Treasuring the Natural Process of Life.
A few years ago, I was walking down the street practicing my Sanskrit alphabet in my head when I passed a sign that read, “Anti-aging Treatments.” Because I was repeating the alphabet in my mind, I started to play with the word “anti.”
I kept repeating the word anti in my mind, feeling the energy of the word. The more I repeated the word the more I felt I was embarking on a battle I was sure to loose, and I have way too much ego for that.
I mean, think about it. Father Time and Mother Nature rule. Every material thing on this planet goes through the natural cycle of life, which includes aging and death, and this acknowledgment is actually liberating.
I believe that ignoring it is what creates resistance and fear.
As I was repeating the word “anti” in my mind, feeling the vibrational energy of the word, I could taste the anguish associated with aging. So, instead of using the “a” vibration of “anti” I started using the “a” vibration of “father” and repeated “anti” with that vibration. It felt a little better, and from there I naturally went to “Shanti aging.”
Shanti is pronounced with the “a” sound as in “father” and means, “the essence of peace beyond any concept of what peace is.”
The way I see it, peaceful aging is not passive giving up. It is an active acceptance and ability to respect and celebrate the entire natural process of life beyond identifying with limited social constructs related to how one should feel at a specific age.
The more I thought about it, the more I resonated with “Shanti aging” as the path I want to take. The following are reflections I have had on what “Shanti aging” means to me.
I share these reflections with you in the hopes that they inspire a meaningful and uplifting action-oriented reflection for you:
1. I have chosen to stop identifying with my age based on social conditioning. There was a time when 40 was considered old; this is no longer true in our culture, so I choose to stay continuously open to new possibilities.
2. I never put on anti-aging cream, but I always moisturise with my shanti aging oils. I have noticed that my facial expression is different when I look in the mirror with that intention. I squint less and smile more, and I personally prefer the type of fine lines smiling provides.
3. I have noticed that heavy aging is accentuated by holding on to negative memories, which seem to press down on my shoulders, creating a downward and contractive energy. So, as a whole, I choose to stay curious and receptive, which makes me feel lighter.
4. When I walk I imagine that the ground is a trampoline, so there is an upward energy rather than a heavy downward energy.
5. Old is simply a necessary process for new beginnings to unravel.
6. I choose to stay fit, I practice asanas and breathing techniques and I journal, eat well and meditate, but I don’t use these things to try and avoid the inevitable.
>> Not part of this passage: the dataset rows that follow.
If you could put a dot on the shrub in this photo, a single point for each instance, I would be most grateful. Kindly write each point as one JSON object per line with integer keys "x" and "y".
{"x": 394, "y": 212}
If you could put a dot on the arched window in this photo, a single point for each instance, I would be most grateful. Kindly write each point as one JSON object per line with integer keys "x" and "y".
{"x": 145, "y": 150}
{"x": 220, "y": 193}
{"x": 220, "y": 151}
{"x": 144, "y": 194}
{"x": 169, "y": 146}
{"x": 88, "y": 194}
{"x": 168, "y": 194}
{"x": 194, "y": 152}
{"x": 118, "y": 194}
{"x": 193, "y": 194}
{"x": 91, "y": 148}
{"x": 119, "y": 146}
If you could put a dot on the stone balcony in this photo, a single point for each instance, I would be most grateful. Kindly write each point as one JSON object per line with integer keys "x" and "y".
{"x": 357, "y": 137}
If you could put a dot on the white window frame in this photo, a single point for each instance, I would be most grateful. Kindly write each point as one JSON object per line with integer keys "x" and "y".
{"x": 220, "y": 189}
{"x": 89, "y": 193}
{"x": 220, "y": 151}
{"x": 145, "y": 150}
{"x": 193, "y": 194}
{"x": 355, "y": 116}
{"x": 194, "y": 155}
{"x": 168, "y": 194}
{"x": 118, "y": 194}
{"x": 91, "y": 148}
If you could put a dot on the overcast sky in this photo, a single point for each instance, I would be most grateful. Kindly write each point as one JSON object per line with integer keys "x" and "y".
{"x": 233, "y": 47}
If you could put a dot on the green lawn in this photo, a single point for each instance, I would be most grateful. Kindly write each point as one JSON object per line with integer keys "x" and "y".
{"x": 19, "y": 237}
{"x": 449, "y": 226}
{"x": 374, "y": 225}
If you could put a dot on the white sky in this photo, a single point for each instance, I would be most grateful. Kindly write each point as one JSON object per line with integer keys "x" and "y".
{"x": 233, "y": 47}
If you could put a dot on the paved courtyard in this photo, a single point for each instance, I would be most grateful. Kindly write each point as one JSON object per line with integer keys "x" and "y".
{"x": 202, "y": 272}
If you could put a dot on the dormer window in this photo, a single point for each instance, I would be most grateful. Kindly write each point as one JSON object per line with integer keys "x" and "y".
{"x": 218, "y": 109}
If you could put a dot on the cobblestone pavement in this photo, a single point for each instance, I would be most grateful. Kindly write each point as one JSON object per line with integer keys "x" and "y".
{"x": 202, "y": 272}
I see them as tools to support the journey rather than fight it.
7. I acknowledge and pay attention to all aging processes in the world of nature.
8. I choose to face the fact that death is inevitable (rather than ignore it) and appreciate meditating on the thought of it.
9. I choose to make space for people of all ages in my life.
10. I listen attentively to the world around me.
11. I reduce judgement—not to be confused with discernment, I love to increase discernment.
12. I do my very best to avoid gossip.
13. I make lots of space for nature.
14. I dance on my trampoline, as it keeps the feeling of expansion and lightness.
15. I love my spiritual journey and embrace discipline, but I try not to take myself too seriously.
These are some of my reflections. Please share your thoughts.
We’re in this together, and the more we collectively embrace aging the more potential we will have to experience the deeper gifts of the aging journey, which will allow us to further honor, value and respect people of all ages.